PRS REIT is looking to almost treble the size of its business with a share placing and new loans.
It has announced a proposed placing of up to £250m ordinary shares in the company at a placing price of 102.5 pence per share.
This follows the full commitment of the net proceeds raised in the company’s £250m IPO on 31 Mat 2017.
The proceeds of the placing will be used to acquire PRS development sites and newly completed PRS sites.
The REIT is working with investment adviser Sigma PRS Management Limited and has identified further attractive PRS development opportunities with a current gross development cost in excess of £540m.
The company has also announced that its maiden dividend, new asset value, and confirms that credit approved terms have been agreed for £200m of debt facilities.

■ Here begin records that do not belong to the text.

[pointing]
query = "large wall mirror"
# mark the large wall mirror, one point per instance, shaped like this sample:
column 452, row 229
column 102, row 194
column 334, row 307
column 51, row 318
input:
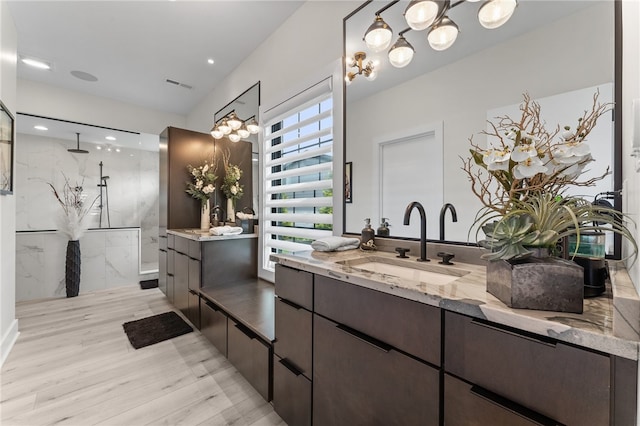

Chairman Steve Smith, said: “The PRS REIT has made strong progress since its IPO eight months ago, when we raised £250 million to invest in new rental homes across the regions in England. Having fully committed these funds, we are delighted to be launching a second share placing, which is targeting up to circa £250 million. The proceeds from this placing will enable us to continue to deliver more high quality rental homes for middle-income families.
“There is an urgent need for new rental homes across the country and we see our professionally managed, well-designed, new properties playing an important part in satisfying that demand, while also creating new, vibrant communities.”